I admired the fact that he liked the old songs, too. “Love Bug”, an old song by George Jones (that all the reviewers mistakenly labeled as a Buck Owens song). “Drinkin’ Champagne”, a song written by one of my favorite overnight disc jockeys, Bill Mack, and recorded by one of my all-time favorite artists, Faron Young.

George could do no wrong.

Now, if this were a cautionary tale, it would end with George somehow betraying my trust and me becoming disillusioned. Naw, George is still NUMBER ONE in my book. I’ve followed him for many a long journey, and I will always buy George’s CD’s (and I don’t buy very many CD’s).

And to the business side of things, record executives in Nashville better THANK THEIR LUCKY STARS that George Strait appeared on the scene. How many millions has he made for these people? How consistent has he been? How many years, and still putting out NUMBER ONE records? Over twenty? Who can match that?

I finally (finally!) got to see George in concert. It was a torturous quest. We travelled to Billings, Montana to see him, only to find out that his tour bus had gotten caught in a snowstorm in Cheyenne, Wyoming, and the concert was cancelled. So, we trudged back to Bismarck, playing my mix tape of George’s songs.

A year or so later, it was announced that George would be appearing at the Fargodome. Okay, on the phone to Ticketmaster, got the tix, got the hotel reservations, and off to Fargo. It was summertime, so no snowstorms!

The audience was crazy. Girls and “older women” standing up on chairs to get a better view. George finally appearing (after the so-so opening act), working the crowd like a politician, working his way to the stage, accompanied by the Ace In The Hole Band playing “Deep In The Heart Of Texas”.

And he was so nonchalant and cool, leaning on his guitar, rarely even strumming it. Knowing that “the voice” was what people had come to hear, and no doubt knowing that the man himself was no slouch to look at, either (!)

The coolest part was when he did an old Conway Twitty song, “Linda On My Mind”. George always threw a song into his concerts that he had never recorded , and this time it was the Conway song. Again, superb taste.

When I got back to work the following Monday, my folks gave me a lot of grief, knowing what a huge fan of George I was. One of them presented me with a picture of George that they had “personally autographed”, just for me. Another person had pictures blown up of George in concert, and gave them to me. I still have those.

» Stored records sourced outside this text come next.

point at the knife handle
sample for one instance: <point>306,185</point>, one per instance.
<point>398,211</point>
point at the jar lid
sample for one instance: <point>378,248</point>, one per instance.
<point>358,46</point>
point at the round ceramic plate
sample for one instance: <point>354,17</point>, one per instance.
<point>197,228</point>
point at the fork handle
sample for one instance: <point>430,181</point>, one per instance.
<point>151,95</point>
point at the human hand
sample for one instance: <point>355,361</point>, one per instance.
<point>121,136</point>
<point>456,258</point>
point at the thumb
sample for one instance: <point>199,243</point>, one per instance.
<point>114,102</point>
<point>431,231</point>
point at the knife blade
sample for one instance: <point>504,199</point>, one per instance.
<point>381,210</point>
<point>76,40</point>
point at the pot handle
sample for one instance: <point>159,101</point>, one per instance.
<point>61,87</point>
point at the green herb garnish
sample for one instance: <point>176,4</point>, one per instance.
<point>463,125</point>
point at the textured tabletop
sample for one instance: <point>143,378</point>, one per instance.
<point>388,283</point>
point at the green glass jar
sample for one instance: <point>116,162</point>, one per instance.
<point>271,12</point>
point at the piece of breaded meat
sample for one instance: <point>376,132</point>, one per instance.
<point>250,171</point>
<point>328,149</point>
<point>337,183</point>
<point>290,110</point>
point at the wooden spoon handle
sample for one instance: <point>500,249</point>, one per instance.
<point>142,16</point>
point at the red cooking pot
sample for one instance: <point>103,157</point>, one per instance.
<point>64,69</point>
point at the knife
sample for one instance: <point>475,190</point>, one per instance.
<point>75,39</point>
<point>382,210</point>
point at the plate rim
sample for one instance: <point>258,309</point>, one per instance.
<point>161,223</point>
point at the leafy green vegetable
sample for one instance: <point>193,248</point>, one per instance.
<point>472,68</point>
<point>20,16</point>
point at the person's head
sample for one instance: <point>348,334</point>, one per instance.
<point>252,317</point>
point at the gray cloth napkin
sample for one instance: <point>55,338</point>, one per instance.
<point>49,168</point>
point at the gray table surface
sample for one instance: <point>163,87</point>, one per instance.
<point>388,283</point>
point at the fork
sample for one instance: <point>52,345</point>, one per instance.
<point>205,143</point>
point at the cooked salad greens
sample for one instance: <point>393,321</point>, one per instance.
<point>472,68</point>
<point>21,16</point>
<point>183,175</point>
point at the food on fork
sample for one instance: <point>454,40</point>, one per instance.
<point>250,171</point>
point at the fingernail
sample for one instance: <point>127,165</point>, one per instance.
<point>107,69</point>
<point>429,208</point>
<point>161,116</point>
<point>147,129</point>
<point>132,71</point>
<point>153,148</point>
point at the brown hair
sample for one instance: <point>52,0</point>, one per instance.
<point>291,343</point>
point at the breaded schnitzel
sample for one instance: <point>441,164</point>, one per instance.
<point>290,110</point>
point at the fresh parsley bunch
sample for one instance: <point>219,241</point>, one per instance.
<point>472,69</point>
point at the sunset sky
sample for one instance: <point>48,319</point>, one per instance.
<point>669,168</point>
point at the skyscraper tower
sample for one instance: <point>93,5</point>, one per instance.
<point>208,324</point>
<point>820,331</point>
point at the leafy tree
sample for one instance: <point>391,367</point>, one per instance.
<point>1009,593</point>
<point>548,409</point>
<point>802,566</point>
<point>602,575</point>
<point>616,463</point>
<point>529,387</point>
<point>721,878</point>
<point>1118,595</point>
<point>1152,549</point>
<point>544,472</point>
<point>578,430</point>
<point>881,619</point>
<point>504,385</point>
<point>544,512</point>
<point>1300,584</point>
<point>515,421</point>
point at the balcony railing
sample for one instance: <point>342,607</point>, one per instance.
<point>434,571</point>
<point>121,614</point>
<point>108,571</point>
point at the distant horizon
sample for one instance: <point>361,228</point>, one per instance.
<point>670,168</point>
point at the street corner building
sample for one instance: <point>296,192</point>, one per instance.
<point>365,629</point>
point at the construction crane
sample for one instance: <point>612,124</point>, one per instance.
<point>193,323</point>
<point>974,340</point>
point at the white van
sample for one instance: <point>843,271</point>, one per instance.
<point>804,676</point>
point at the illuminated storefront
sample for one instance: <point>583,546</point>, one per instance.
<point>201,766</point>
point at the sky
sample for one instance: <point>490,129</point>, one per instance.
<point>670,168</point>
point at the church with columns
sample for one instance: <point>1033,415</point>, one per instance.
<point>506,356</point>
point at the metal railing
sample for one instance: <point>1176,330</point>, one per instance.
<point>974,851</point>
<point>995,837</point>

I know, as a writer, I should probably be appalled that George doesn’t write his own songs. But, frankly, I don’t care. This man has more talent than all of Nashville and beyond put together. This man truly deserves to be inducted into the CMA Hall Of Fame, and I will record the program on my DVR and fast-forward to the “George” part of the show, and then I’ll pop “Amarillo By Morning” into my CD player and all will be right with the world.